A bulletin titled “Addressing the risks in crypto: laying out the options” was released by the Bank of International Settlements (BIS) last week.

 

The report, written by BIS economists Matteo Aquilina, Jon Frost, and Andreas Schrimpf, examined the dangers posed by cryptocurrencies as well as the various measures that regulators and central banks could take to mitigate these dangers.

 

In their suggested course of action, the economist listed three options. First, there should be a restriction on certain cryptographic operations. A different choice is to separate cryptocurrency from traditional finance and the actual economy (Tradefi). The third and final option entails regulating the industry similarly to Tradefi. The research makes it clear that, in order to reduce the dangers associated with crypto activities, the three options should be carefully balanced and are not mutually exclusive.

 

This bulletin was released barely a month after they released a 36-paged publication where the Basel committee approved global crypto banking regulations for 2025. In this publication, it was suggested that a bank’s exposure to specific crypto assets should ideally be lower than 1% and not exceed 2%. These specific assets are traditional assets that have been tokenized, such as non-fungible tokens, stablecoins, and unbacked crypto assets that don’t fit into any one category”.

 

While expatiating on the first option they recommended, the economists outlined the pros and the cons of placing a ban on specific crypto activities. In outlining the pros, they said that placing a ban on specific crypto activities will help eliminate potential harm to the economic system and it will help to prevent losses that are caused by the misconduct or error of crypto service providers. Listing the cons, the authors stated that the actions could conflict with the founding principles of society or it could make useful innovation opportunities be delayed or lost and could also be circumvented in practice. 

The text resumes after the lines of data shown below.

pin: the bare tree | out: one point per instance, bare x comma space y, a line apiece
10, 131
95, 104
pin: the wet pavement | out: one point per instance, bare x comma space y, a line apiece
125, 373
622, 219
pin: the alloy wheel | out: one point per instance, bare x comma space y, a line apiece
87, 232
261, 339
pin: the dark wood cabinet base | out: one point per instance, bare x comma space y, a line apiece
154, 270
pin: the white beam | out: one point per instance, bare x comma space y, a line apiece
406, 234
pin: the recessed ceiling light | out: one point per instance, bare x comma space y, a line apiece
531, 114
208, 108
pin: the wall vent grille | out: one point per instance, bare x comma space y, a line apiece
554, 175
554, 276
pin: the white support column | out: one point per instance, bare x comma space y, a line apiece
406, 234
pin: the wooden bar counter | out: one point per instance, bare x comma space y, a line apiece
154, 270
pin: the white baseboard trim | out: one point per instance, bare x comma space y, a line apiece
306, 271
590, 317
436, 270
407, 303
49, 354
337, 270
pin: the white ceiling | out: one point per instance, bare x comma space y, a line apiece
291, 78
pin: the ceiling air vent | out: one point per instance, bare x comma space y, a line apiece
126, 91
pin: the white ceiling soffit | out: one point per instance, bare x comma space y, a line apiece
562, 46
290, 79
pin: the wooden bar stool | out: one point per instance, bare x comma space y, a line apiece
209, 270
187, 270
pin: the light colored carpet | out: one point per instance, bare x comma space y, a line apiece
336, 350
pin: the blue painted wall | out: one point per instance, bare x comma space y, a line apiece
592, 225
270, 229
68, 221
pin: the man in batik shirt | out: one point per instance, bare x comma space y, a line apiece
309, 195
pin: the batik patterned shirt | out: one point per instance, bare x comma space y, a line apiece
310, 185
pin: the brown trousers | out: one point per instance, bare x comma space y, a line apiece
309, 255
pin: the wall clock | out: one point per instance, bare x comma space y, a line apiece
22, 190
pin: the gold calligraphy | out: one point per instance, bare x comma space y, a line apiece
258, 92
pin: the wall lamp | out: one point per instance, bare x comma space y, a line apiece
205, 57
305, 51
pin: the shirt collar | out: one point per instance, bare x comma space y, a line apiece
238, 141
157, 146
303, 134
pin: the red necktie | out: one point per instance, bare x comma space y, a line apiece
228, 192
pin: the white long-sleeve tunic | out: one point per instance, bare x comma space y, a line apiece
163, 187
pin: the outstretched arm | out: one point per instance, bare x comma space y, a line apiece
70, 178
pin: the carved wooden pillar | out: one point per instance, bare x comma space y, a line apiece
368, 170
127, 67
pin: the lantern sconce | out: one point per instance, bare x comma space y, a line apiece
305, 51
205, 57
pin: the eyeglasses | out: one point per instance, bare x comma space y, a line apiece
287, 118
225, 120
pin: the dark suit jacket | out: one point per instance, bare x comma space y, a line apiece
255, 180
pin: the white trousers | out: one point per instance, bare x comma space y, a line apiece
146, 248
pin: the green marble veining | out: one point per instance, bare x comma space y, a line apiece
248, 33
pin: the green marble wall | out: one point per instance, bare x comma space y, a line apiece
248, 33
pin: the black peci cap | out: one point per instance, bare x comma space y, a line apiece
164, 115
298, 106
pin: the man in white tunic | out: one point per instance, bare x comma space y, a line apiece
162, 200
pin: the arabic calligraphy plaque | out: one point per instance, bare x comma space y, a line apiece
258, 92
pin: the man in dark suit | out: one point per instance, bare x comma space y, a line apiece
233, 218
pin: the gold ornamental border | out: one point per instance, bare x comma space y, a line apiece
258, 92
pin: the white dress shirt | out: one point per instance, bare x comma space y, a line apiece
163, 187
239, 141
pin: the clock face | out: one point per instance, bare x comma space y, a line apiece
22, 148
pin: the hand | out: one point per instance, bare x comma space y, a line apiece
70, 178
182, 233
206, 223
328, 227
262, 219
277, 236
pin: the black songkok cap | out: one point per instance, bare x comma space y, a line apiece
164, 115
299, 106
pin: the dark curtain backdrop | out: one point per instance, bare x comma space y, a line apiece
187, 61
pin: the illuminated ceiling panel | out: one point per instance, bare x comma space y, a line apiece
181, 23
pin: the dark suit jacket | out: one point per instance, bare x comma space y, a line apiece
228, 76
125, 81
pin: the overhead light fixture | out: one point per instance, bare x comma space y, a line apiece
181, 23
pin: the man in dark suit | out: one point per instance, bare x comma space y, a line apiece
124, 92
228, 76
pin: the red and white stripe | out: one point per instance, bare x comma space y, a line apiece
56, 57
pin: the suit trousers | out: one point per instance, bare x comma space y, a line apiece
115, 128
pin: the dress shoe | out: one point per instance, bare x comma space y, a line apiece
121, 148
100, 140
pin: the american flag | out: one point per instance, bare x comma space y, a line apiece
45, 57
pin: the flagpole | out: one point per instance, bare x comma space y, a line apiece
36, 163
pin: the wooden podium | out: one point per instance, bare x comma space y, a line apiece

Expatiating on the second recommendation, the trio disclosed that containing crypto activities by isolating crypto from Tradefi and the real economy could be advantageous. The advantages are that it will prevent crypto from damaging the real economy and it will also avoid giving crypto a regulatory “seal of approval”.

For its disadvantages, the bulletin showed that a fully effective firewall may not be feasible and investor protection and market integrity risks will remain within the crypto space. 

For the last recommendation, the writers stated the pros of regulating the crypto sector in a manner akin to Tradefi. According to them, the pros of regulating crypto is that it will bring out consistency in regulating financial activities. i.e a country that employs total crypto regulation will put a consistent check on financial activities. Also, since every crypto activity is being scrutinized, industry actors will work on their products to ensure better services are rendered. This is another advantage of regulating crypto.

One of the disadvantages of crypto regulation according to the experts, is that it will be a tedious task in differentiating crypto and Tradefi activities and firms. Another disadvantage is that it will be difficult to know how to regulate some DeFi activities as most of DeFi platforms do not have a clear cut mode of operation as the area to regulate will be unclear.

 

Although cryptocurrency markets have witnessed a spectacular series of booms and busts, often leading to substantial losses for investors, the BIS researchers concluded that “these failures have so far not spilled over to the traditional financial system or the actual economy.” They did, however, issue a warning that as DeFi (decentralized finance) and Tradefi become more entangled, there is no guarantee that they won’t do so in the future. 

 

Concluding the report, BIS stated that authorities can now take into account a range of policy options while also working to enhance the current monetary system in the interest of the general public.